For reasons of Islamic ethics, anti-AIDS campaigners and volunteers cannot simply go to Kazakh villages to teach safe sex or distribute condoms. This old-age morality clashes with realities of today. Market economy has caused a host of social problems, impoverished rural areas, and also broken up traditional family units. Ongoing unemployment and migration of villagers to cities are apparently among the reasons of changing sexual behavior and loosening morals among young people. According to statistics, migrants under the age of 29 make up 28% of the population of the capital city Astana. This stratum of the population is the most vulnerable to HIV and AIDS risks. Employers refuse to hire people with AIDS. “The infected people are doomed to slow death. There is nothing we can do about it. We distribute single-use syringes, condoms, educate people. But these measures are inadequate” says Sergey Simukhin, the head of the AIDS Prevention Center in the North Kazakhstan region where the first infection of a child through blood transfusion, transported to a Moscow clinic for operation, occurred in 1984.

It is believed that most of the prostitutes who gather every night along the Sain Street in Almaty are girls from the countryside disillusioned in their search for a decent job. Many of them are willing to share a bed with anyone who offers 10 dollars. They are rarely tested for HIV. Analysis shows that women account for some cases of sexually contracted HIV cases recorded. But 79.8% of HIV infections are transmitted by intravenous drug users. It is also alarming that 54.4% of all the HIV-positive are in the age group between 20 and 29.

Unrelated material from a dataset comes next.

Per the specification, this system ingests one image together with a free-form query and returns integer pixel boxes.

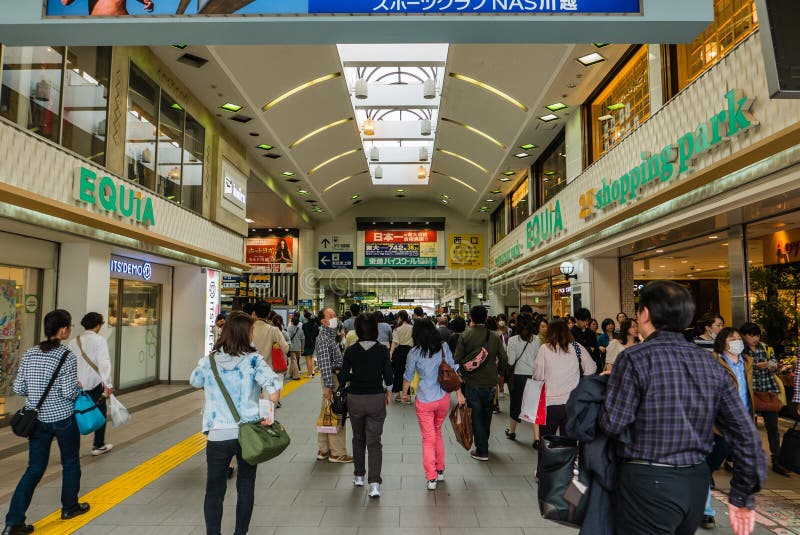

“The main carriers of AIDS are women. Our estimations indicate that 30% of the roughly 200 prostitutes in Astana are Kazakh women. They come to our office only on conditions that we observe confidentiality” says Balsia Kuatbayeva, the deputy director of the “Saktanu” (“Protection”) public foundation in Astana. Another similar public organization “Vmestye” (“Together”) was established this year in Almaty to provide moral support for people suffering from AIDS.

In general terms, most of the AIDS and HIV-related problems of Kazakhstan can be attributed to the ignorance of the threat of the epidemic in the past. The Law on Prevention of AIDS adopted in 1994 was limited to information campaigns on national level. This law does not respond to existing problems of creating a wide network of counseling and treatment centers, training highly qualified specialist doctors and joining international research organizations in working out efficient methods of medication. The HIV/AIDS pandemic will not abate unless a new law is adopted to activate economic leverages to solve the problem.